Paul McCartney - Ringo Starr - 1965 - The Beatles

(Credits: Far Out / Alamy)

Thu 1 January 2026 16:25, UK

When the curtain was coming down on The Beatles, Paul McCartney knew they had to go out with a bang. 

Although Let It Be was the last album completed before the quartet broke up in April 1970, the final album they recorded was 1969’s Abbey Road. Notably, the second side of Abbey Road is comprised of an extended medley of songs that affirmed that the group still had it, whatever magic ‘it’ was, despite things seemingly winding down in despair.

Composed by Paul McCartney, the conclusive song of this medley is the aptly titled ‘The End’. Credited to the Lennon-McCartney partnership, the song arrived at a significant moment, given that it was the final song all four band members recorded collectively. As is well-known, the time spent together in the studio became increasingly diminished as the interpersonal relationships started to fray, and their energy levels finally waned.

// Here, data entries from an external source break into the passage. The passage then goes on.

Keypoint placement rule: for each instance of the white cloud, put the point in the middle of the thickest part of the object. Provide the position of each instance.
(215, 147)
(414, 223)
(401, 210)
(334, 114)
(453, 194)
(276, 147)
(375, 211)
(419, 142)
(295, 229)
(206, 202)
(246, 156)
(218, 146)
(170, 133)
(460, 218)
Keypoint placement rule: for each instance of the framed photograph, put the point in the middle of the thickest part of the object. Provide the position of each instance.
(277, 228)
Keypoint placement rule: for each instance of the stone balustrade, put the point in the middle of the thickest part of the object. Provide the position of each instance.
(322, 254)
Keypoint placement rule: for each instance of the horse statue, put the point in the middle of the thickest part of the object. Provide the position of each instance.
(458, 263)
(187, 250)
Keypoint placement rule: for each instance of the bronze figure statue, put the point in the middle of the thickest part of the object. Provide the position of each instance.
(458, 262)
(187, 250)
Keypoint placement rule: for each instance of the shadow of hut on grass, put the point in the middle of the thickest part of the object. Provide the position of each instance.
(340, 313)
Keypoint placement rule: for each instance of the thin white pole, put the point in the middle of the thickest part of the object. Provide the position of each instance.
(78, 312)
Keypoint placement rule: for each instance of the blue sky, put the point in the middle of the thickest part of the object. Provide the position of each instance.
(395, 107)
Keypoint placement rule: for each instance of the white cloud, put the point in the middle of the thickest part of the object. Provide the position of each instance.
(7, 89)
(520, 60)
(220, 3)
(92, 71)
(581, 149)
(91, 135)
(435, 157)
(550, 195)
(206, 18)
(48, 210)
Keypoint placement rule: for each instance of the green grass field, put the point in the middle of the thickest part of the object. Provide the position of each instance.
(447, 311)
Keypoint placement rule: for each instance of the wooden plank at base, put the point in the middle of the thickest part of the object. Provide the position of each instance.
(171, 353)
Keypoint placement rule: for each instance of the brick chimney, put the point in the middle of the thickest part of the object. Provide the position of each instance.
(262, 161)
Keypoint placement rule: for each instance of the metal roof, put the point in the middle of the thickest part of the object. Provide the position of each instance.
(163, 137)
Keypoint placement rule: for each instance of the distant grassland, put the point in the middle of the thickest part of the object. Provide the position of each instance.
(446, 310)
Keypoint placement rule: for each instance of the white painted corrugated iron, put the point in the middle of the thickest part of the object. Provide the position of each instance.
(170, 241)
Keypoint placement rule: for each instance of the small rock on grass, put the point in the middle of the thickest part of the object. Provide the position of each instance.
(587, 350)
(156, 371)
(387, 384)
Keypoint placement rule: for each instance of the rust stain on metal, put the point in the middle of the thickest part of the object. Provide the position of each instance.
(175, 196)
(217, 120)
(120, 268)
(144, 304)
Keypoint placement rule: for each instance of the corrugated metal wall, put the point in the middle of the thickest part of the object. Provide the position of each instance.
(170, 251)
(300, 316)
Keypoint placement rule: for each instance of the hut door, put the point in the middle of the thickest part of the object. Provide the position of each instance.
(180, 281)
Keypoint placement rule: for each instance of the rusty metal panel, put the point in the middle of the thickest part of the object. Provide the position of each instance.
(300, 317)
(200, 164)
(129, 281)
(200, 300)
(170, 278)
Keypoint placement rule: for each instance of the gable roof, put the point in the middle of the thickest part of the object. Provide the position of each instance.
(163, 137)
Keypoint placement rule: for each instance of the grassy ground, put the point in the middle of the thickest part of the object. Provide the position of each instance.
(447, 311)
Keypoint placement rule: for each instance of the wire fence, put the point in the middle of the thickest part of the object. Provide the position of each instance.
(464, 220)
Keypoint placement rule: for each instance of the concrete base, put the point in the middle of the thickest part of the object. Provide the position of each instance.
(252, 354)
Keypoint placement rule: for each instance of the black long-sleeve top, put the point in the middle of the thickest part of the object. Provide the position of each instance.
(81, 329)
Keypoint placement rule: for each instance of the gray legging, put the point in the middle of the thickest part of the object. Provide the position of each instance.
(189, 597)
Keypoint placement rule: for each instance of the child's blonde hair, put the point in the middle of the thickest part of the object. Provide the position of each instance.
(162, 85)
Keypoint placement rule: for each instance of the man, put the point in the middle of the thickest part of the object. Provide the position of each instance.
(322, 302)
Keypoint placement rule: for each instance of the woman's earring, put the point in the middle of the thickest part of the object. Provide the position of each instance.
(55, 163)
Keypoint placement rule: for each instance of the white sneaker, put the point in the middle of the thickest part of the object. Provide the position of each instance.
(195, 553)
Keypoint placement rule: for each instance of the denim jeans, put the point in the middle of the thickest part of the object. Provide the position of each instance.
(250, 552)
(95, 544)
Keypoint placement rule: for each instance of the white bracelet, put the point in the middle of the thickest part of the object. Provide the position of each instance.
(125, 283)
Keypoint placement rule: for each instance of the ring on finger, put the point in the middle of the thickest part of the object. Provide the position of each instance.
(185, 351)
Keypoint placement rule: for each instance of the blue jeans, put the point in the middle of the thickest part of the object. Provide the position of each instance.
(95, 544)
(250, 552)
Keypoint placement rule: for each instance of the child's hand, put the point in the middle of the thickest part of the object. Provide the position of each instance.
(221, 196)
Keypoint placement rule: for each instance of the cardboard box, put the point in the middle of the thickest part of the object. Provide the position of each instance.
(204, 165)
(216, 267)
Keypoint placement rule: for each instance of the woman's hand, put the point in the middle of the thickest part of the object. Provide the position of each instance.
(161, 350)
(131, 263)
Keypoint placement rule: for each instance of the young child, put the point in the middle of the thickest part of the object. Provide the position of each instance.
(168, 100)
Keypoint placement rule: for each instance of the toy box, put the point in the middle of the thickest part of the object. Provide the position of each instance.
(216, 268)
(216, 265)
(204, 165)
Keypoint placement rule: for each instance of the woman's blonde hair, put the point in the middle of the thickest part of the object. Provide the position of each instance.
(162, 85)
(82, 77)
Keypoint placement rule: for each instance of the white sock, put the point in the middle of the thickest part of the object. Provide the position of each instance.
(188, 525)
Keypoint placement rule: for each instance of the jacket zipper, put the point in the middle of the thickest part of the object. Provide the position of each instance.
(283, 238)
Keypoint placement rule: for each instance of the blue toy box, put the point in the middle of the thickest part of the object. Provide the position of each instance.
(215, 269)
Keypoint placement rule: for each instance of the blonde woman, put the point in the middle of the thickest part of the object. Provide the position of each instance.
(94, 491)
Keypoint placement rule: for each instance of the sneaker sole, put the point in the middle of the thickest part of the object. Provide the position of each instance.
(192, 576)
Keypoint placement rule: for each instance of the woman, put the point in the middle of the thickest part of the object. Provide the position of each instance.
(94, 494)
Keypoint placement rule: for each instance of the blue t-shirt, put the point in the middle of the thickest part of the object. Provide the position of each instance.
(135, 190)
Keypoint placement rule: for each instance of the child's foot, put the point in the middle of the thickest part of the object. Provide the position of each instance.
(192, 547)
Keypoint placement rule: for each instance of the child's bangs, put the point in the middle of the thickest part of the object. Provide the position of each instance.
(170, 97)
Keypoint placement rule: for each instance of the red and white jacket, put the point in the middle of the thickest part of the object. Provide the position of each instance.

In frontman John Lennon’s final interview before he was killed in December 1980, compiled into David Sheff’s book All We Are Saying, he unfalteringly reflected on ‘The End’, explaining, “That’s Paul again, the unfinished song, right? We’re on Abbey Road. Just a piece at the end.”

Before ever so slightly more poignantly adding, “He had a line in it [sings], ‘And in the end, the love you get is equal to the love you give [sic],’ which is a very cosmic, philosophical line. Which again proves that if he wants to, he can think.” 

Ringo Starr - John Lennon - George Harrison - Paul McCartney - 1966 - The BeatlesCheers. Ringo Starr and The Beatles. (Credits: Far Out / Alamy)

In the 2021 project The Lyrics: 1956 to the Present, McCartney also looked back on the couplets his old songwriting partner backhandedly praised, when he said: “This is one of those couplets that can keep you thinking for a long time. It may be about good karma. What goes around comes around, as they say in America.”

Apart from the candid sentiment McCartney imbues in the track, it is also consequential for another reason. ‘The End’ features the only drum solo recorded by Ringo Starr with the band, in what McCartney has since described as a “token” feature, given the drummer’s well-recorded aversion to such creative turns.

In Mark Lewisohn’s 1988 reference book, The Complete Beatles Recording Sessions, McCartney explained how the Ringo solo materialised. He said: “Ringo would never do drum solos. He hated drummers who did lengthy drum solos. We all did.”

He continued, “And when he joined The Beatles, we said, ‘Ah, what about drum solos then?’, thinking he might say, ‘Yeah, I’ll have a five-hour one in the middle of your set,’ and he said, ‘I hate’ em!’ We said, ‘Great! We love you!’ And so he would never do them. But because of this medley, I said, ‘Well, a token solo?’ and he really dug his heels in and didn’t want to do it.”

However, the point of the medley, in part, was to reflect all aspects of the band in a single flourish, and a drumming solo was the most perfunctory way to bring Ringo to the fore. So, McCartney proved persistent. “After a little bit of gentle persuasion, I said, ‘Yeah, just do that, it wouldn’t be Buddy Rich gone mad,’ because I think that’s what he didn’t want to do,” he recalled.

Interestingly, Starr’s solo on ‘The End’ was recorded with 12 microphones placed around the drum kit – when he went for it, he really went for it. In Kenneth Womack’s The Beatles Encyclopedia, it is reported that the drummer copied a section of Ron Bushy’s performance on Iron Butterfly’s proto-metal classic, ‘In-A-Gadda-Da-Vida’ for the recording, holding no punches over how ambitious he should pitch his only solo in the Fab Four. 

The take that Starr performed the solo on also had guitar and tambourine as the accompaniment, but they were muted during the mixing stage, thus giving the effect of a solo cut in isolation. This means that even by giving in to McCartney’s request, Ringo still just about had it his way.

Why was Ringo so reluctant to solo?

In short, Ringo’s attitude was, ‘Why should I’? As he once said himself, “At the beginning, because of the songwriters, which is a very powerful force in The Beatles and John and Paul mainly as the singers and I was just playing the drums and nodding my head so I didn’t get noticed.”

Continuing: “You look at Charlie Watts in the Stones, and there is nothing really said, and he’s an amazing drummer, but the drummers tended not to get the writing. The drummer is the driving force, but when you have songwriters of that calibre and singers who much prefer to talk about the songs and the writers.” After all, why would you want someone to thrash their way through ‘Blackbird’?One of his finest assets as a drummer is that he recognised his key place in the composition. And that’s even aptly displayed in the subtle way he does eventually solo in a manner that complements the mix rather than showing off in ‘The End’.